A 3‐year continuous record on the influence of daytime, season, and fertilizer treatment on methane emission rates from an Italian rice paddy

Abstract

CH₄ emission rates have been measured in an Italian rice paddy between 1984 and 1986, covering three vegetation periods. For these measurements a fully automated, computerized sampling and analyzing system was developed which allowed the simultaneous determination of CH₄ emission rates at 16 different field plots. CH₄ emission rates showed strong diurnal and seasonal variations. Diurnal changes correlated with changes in soil temperature. During the season, CH₄ emission rates showed a first maximum in May–June before tillering and a second maximum in July during the reproductive stage of the rice plants. In 1985 and 1986 two maxima were observed during summer in addition to the first maximum in the rate of CH₄ emission during spring. Application of mineral and/or organic fertilizer strongly influenced the CH₄ emission rates, depending on the type, rate, and mode of fertilizer application. Thus the rates decreased by at most 40% and 60% after fertilization by deep incorporation with 200 kg N/ha urea and 200 kg N/ha ammonium sulfate, respectively. Application of 200 kg N/ha calcium cyanamide led to a reduction of the first maximum of CH₄ emission but caused the second maximum to increase, the overall result being that the seasonally averaged CH₄ emission rate was comparable to that observed in unfertilized fields.
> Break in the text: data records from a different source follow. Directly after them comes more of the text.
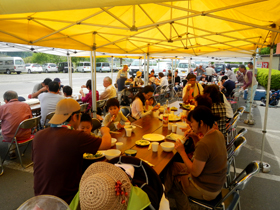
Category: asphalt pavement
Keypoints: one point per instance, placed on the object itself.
(23, 83)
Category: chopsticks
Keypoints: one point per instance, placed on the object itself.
(137, 125)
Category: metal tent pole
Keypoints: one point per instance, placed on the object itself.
(112, 64)
(265, 166)
(250, 115)
(147, 69)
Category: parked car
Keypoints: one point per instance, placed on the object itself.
(103, 66)
(12, 64)
(183, 68)
(50, 67)
(63, 66)
(83, 67)
(33, 67)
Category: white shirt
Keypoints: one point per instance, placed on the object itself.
(109, 92)
(210, 71)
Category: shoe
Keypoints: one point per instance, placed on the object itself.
(12, 156)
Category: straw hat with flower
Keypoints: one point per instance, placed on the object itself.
(104, 186)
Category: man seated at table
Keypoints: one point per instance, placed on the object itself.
(67, 91)
(228, 85)
(12, 113)
(40, 88)
(115, 119)
(192, 89)
(58, 152)
(49, 100)
(110, 90)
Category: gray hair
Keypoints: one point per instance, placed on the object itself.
(9, 95)
(108, 79)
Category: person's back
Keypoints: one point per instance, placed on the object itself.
(12, 114)
(57, 155)
(211, 149)
(49, 100)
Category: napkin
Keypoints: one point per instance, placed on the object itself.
(174, 137)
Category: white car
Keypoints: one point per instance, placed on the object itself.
(33, 67)
(50, 67)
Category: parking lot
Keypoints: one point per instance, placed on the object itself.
(23, 83)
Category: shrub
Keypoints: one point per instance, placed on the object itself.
(262, 78)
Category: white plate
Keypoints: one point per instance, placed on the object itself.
(89, 156)
(154, 137)
(174, 118)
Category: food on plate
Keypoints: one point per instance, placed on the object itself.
(174, 108)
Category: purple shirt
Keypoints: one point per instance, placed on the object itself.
(11, 115)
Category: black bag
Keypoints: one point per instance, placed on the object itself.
(145, 178)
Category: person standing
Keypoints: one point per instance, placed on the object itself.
(249, 82)
(58, 152)
(12, 113)
(49, 100)
(110, 90)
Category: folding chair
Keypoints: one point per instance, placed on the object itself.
(48, 118)
(238, 143)
(31, 123)
(229, 198)
(125, 111)
(84, 107)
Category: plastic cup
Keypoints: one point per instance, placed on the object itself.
(119, 145)
(174, 128)
(170, 126)
(155, 146)
(128, 132)
(116, 125)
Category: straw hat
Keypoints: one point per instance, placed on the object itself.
(98, 184)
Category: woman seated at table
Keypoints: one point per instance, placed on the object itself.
(218, 107)
(192, 89)
(204, 177)
(138, 80)
(137, 106)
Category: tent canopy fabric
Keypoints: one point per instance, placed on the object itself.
(196, 28)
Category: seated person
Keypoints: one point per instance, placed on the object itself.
(88, 98)
(137, 80)
(114, 119)
(12, 113)
(149, 104)
(192, 89)
(228, 85)
(110, 90)
(86, 124)
(205, 176)
(67, 91)
(138, 103)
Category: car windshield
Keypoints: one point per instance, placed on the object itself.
(183, 65)
(19, 62)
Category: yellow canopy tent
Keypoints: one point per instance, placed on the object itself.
(197, 27)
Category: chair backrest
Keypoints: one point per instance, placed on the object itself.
(84, 107)
(28, 124)
(241, 180)
(95, 124)
(48, 118)
(125, 111)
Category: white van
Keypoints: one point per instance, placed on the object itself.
(183, 68)
(12, 64)
(83, 67)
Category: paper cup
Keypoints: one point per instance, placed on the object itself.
(170, 126)
(155, 146)
(174, 128)
(116, 125)
(119, 145)
(128, 132)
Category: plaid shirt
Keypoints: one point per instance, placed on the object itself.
(220, 110)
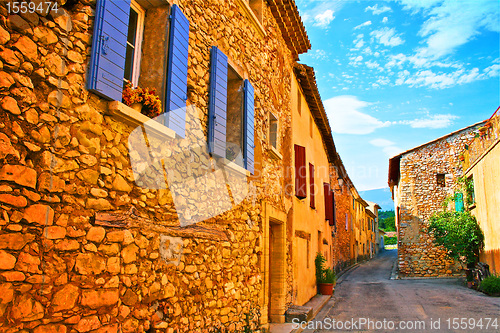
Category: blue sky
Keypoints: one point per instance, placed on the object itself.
(396, 74)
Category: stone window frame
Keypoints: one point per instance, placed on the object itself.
(250, 12)
(126, 114)
(441, 179)
(139, 36)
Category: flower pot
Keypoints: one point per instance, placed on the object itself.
(137, 107)
(326, 288)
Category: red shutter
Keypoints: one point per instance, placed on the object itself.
(300, 172)
(328, 202)
(333, 221)
(312, 190)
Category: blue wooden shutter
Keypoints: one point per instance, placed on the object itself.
(109, 43)
(333, 222)
(176, 90)
(459, 202)
(217, 110)
(248, 127)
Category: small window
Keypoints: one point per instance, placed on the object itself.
(310, 126)
(257, 8)
(273, 130)
(299, 101)
(134, 42)
(312, 188)
(300, 172)
(234, 136)
(470, 190)
(441, 179)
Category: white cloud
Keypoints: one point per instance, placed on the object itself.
(355, 61)
(359, 44)
(371, 64)
(318, 54)
(453, 23)
(377, 11)
(428, 78)
(381, 142)
(493, 70)
(387, 37)
(431, 121)
(365, 24)
(322, 20)
(388, 147)
(345, 116)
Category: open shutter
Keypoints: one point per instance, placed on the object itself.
(459, 202)
(333, 221)
(300, 172)
(248, 126)
(328, 203)
(312, 188)
(217, 109)
(109, 43)
(176, 88)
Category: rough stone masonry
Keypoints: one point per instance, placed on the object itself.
(82, 247)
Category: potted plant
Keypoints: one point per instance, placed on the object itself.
(143, 100)
(324, 277)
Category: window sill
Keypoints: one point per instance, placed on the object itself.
(235, 167)
(251, 16)
(133, 118)
(275, 153)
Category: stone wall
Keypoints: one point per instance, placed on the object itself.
(84, 245)
(418, 195)
(342, 256)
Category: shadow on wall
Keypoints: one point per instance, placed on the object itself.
(492, 258)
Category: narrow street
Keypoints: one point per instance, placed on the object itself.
(367, 295)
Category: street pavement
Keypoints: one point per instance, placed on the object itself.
(366, 300)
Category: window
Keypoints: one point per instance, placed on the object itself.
(470, 190)
(234, 137)
(273, 130)
(329, 204)
(312, 188)
(459, 202)
(257, 8)
(299, 101)
(134, 42)
(231, 105)
(310, 126)
(126, 45)
(441, 179)
(300, 172)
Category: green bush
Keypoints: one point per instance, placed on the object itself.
(459, 233)
(490, 285)
(323, 275)
(390, 240)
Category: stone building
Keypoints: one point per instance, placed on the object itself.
(420, 179)
(343, 240)
(481, 164)
(373, 208)
(99, 202)
(313, 204)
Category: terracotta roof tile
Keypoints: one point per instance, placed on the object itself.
(287, 16)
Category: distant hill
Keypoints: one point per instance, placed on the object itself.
(382, 196)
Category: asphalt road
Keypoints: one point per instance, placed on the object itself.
(366, 300)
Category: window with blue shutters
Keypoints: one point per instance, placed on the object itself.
(123, 33)
(231, 113)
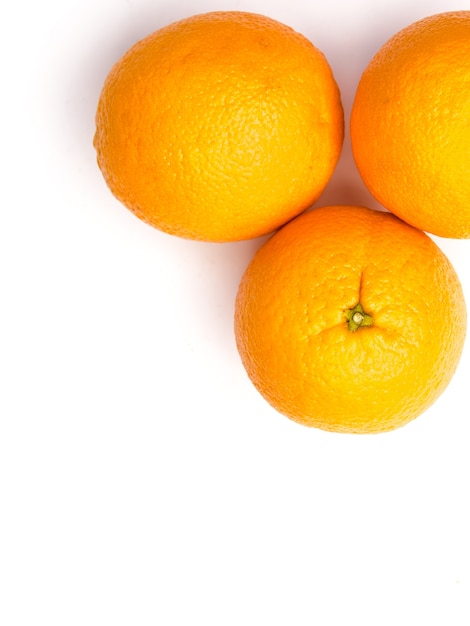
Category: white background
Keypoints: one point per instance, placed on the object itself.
(143, 480)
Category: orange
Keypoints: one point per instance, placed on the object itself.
(410, 124)
(350, 320)
(219, 127)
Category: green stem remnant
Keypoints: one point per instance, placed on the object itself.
(358, 318)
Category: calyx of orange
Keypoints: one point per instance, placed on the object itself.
(358, 318)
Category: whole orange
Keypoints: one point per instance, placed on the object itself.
(410, 124)
(350, 320)
(219, 127)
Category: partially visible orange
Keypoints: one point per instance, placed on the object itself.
(350, 320)
(410, 124)
(220, 127)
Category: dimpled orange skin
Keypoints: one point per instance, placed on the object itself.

Application of rice straw at a rate of 12 t/ha enhanced the rate of CH₄ emission by a factor of 2 compared with the control. Higher application rates of rice straw did not cause a further increase in CH₄ emission. The complete records of CH₄ emissions over three vegetation periods indicate an average seasonal CH₄ emission rate from unfertilized fields of 0.28 g CH₄/m² d, with a range of 0.16–0.38 g CH₄/m² d. Based on this value and applying the observed temperature dependence of the CH₄ emission rates, the global annual CH₄ emission from rice paddies is estimated to be in the range of 50–150 Tg, with a likely average of 100 Tg. This figure represents between 19% and 25% of the global CH₄ emission, indicating that rice paddies are one of the most important individual sources of atmospheric CH₄.